Perché questo è importante

L’esperienza di OpenAI nel dimensionamento di PostgreSQL rivela numerous pratiche che le aziende possono adottare indipendentemente dalla loro dimensione.

Costruisci difese operative su più livelli. L’approccio di OpenAI combina il blocco della cache per prevenire problemi di “thundering herd”, il pooling delle connessioni (che ha ridotto il tempo di connessione da 50 ms a 5 ms) e la limitazione della velocità a livello di applicazione, proxy e question. L’isolamento del carico di lavoro instrada il traffico a bassa e alta priorità verso istanze separate, garantendo che una nuova funzionalità scarsamente ottimizzata non possa degradare i servizi principali.

Esaminare e monitorare l’SQL generato da ORM in produzione. I framework ORM (Object-Relational Mapping) come Django, SQLAlchemy e Hibernate generano automaticamente question di database dal codice dell’applicazione, il che è utile per gli sviluppatori.
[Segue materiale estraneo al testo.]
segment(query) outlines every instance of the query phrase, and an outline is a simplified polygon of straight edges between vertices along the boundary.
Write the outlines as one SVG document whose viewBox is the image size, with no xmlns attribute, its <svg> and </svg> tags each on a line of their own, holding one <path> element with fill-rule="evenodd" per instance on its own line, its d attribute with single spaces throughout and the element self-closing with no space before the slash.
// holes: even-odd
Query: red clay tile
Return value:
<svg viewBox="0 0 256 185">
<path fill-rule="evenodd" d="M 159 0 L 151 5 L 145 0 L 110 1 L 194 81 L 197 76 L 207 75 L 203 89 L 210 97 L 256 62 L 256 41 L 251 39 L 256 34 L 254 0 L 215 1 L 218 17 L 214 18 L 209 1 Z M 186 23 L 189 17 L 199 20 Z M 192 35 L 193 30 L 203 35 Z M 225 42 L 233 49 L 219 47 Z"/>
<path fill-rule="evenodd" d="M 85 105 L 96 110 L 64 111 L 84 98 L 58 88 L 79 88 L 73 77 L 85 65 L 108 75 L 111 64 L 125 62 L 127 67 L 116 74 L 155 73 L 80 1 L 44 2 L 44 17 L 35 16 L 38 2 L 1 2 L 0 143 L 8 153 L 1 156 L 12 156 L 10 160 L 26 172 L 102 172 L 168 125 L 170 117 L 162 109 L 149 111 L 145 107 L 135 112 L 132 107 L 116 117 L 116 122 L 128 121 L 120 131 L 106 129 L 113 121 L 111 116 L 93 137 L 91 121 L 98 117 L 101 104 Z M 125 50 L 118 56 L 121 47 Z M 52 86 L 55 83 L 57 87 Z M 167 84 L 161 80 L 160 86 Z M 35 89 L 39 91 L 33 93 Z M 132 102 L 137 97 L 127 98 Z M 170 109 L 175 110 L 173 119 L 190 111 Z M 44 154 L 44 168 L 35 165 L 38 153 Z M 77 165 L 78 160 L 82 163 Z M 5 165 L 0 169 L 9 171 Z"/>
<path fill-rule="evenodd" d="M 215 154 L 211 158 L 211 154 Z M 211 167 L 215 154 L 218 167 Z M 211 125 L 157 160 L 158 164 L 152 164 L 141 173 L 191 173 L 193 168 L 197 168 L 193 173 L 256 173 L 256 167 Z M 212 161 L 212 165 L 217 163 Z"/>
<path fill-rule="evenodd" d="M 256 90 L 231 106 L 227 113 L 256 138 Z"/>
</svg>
Tuttavia, OpenAI ha rilevato una question generata da ORM che univa 12 tabelle che causava più incidenti di elevata gravità quando il traffico aumentava. La comodità di lasciare che i framework generino SQL crea rischi di ridimensionamento nascosti che emergono solo sotto il carico di produzione. Rendi la revisione di queste question una pratica customary.

Applicare una rigorosa disciplina operativa. OpenAI consente solo modifiche leggere dello schema: qualsiasi cosa che attivi una riscrittura completa della tabella è proibita. Le modifiche allo schema hanno un timeout di 5 secondi. Le question con esecuzione prolungata vengono terminate automaticamente per evitare di bloccare le operazioni di manutenzione del database. Quando riempiono i dati, applicano limiti di velocità così aggressivi che le operazioni possono richiedere più di una settimana.

I carichi di lavoro advert alta lettura con scritture burst possono essere eseguiti su PostgreSQL a primario singolo più a lungo di quanto comunemente ipotizzato. La decisione di effettuare lo sharding dovrebbe dipendere dai modelli di carico di lavoro piuttosto che dal conteggio degli utenti.

Questo approccio è particolarmente rilevante per le applicazioni AI, che spesso hanno carichi di lavoro fortemente orientati alla lettura con picchi di traffico imprevedibili. Queste caratteristiche sono in linea con il modello in cui PostgreSQL a primaria singola scala in modo efficace.

La lezione è semplice: identificare i colli di bottiglia effettivi, ottimizzare l’infrastruttura collaudata ove possibile e migrare in modo selettivo quando necessario. La riarchitettura totale non è sempre la risposta alle sfide di scalabilità.